Wenn es euch richtig erscheint, dann beendet den Rechtsstreit ohne Erörterung. Gleichgültig ob mit oder ohne Erörterung: Urteilt, wie es euch richtig erscheint! Fürchtet nicht meine Person, die ihr vor dem Angesicht des Herrn Rechenschaft ablegen werdet: Es kommt darauf an, daß ihr Senat, Klerus und Volk in Frieden entlaßt und schreibt, welches Urteil ihr gefällt habt. Wir nämlich werden dann eure Anordnung billigen, wenn ihr Volk, Senat und Klerus den unverkürzten Frieden wiedergebt. Wenn ihr dies aber nicht getan haben werdet, werdet ihr zeigen, daß ihr eine Partei begünstigt habt. Ihr sollt niemandes Person vor Augen haben, obwohl ihr, wenn jemand versuchen sollte, euch gewaltsam aufzuzwingen, was ungerecht ist, unter Verzicht auf eure Sachen die Gerechtigkeit bewahren müßt. Denn viele Bischöfe eurer und unserer Religion sind der Angelegenheiten Gottes wegen aus den Kirchen und aus ihren Sachen verjagt worden und leben dennoch.

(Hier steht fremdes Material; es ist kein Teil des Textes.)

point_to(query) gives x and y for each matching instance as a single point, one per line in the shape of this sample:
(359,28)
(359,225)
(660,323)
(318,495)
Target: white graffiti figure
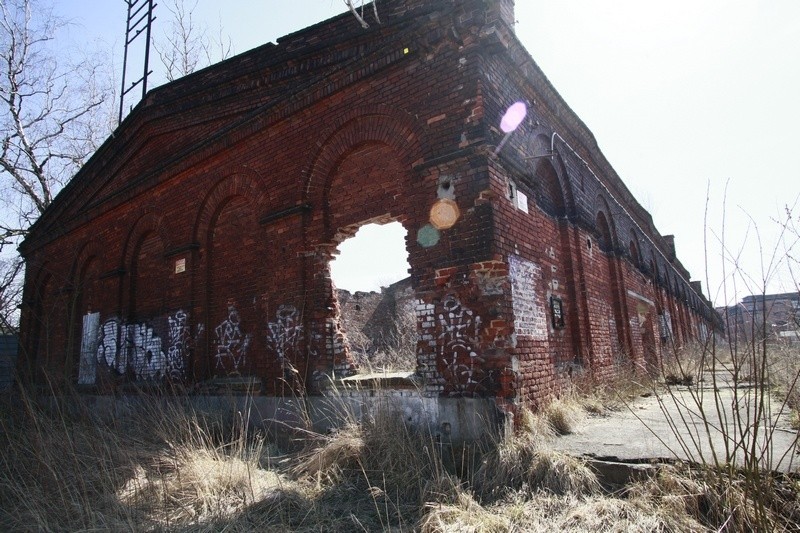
(284,334)
(140,349)
(178,341)
(108,351)
(459,335)
(144,350)
(232,344)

Ich befehle nicht bloß, sondern bitte zugleich, daß ihr tut, was Gott befohlen hat und was ihr im Evangelium und beim Apostel lest. Wenn ihr den Rechtsfall jedoch erörtert, und sei es auch mit einer gewissen Erregung, beurteilt ihr den Rechtsfall besser.
Wenn ihr ihn dagegen ohne Erörterung abschließt, gebt ihr den Priestern ein Beispiel für schlechten Umgang miteinander.

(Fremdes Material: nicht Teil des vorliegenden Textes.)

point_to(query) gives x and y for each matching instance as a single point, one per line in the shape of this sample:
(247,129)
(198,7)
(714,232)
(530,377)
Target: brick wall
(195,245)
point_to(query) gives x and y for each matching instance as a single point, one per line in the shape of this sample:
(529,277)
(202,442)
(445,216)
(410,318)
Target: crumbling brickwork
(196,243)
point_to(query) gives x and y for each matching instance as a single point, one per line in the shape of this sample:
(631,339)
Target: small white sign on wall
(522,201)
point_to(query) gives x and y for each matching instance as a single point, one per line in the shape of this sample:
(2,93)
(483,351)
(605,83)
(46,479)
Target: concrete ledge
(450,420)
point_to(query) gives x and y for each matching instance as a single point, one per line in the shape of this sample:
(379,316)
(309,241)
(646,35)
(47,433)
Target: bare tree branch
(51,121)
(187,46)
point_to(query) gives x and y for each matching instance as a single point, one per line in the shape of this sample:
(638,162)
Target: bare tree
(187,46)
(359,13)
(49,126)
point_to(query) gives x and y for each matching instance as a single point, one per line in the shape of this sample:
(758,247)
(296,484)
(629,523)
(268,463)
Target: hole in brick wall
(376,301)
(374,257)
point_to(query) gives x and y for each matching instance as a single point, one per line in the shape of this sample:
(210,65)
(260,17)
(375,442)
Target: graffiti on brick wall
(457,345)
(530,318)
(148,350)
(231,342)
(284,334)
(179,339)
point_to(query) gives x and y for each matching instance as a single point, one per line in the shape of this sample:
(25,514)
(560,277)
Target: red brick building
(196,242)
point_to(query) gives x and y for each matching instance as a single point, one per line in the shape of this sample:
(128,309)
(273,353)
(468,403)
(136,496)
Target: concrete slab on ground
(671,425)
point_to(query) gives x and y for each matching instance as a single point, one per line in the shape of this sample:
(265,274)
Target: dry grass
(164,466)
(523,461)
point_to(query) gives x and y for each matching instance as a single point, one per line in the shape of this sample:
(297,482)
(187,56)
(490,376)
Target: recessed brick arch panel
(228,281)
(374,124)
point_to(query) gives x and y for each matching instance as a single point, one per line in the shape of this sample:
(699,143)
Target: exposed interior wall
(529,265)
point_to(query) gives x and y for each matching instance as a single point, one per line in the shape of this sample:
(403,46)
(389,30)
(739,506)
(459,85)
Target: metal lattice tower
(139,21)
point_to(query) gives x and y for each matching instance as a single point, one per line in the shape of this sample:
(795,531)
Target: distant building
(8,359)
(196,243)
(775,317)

Als er dies sagte, führte er folgendes Gleichnis an:
Aspar wurde einmal vom Senat gesagt, er solle selbst Kaiser werden; der soll folgende Antwort gegeben haben: ‘Ich fürchte, daß durch mich eine Gewohnheit im Reich entsteht’. So sage ich, damit die Priester nicht zürnen, auf daß nicht durch sie, wenn sie keine Erörterung abhalten und auf diese Art ein Urteil fällen, nicht allen Priestern eine allgemeine Gewohnheit des Sündigens gewährt werde.
Falls sie die Sache erörtern wollen, werden Arigern, Gudila und Bedeulf ihm einen Eid leisten, daß er sicher hinausgelangen wird. Aus der Kasse (arca) (des Stadtpräfekten) oder aus dem Haushalt im Lateran (domus Lateranensis) wird ihm die Synode so, wie man geurteilt haben wird, Erstattung gewähren. Die Strafe, auf die sie hoffen, sollen sie nach der Erörterung entweder selbst vollstrecken, oder wir wollen eine Person beauftragen, welche die Vergehen nach den Gesetzen verfolgen soll.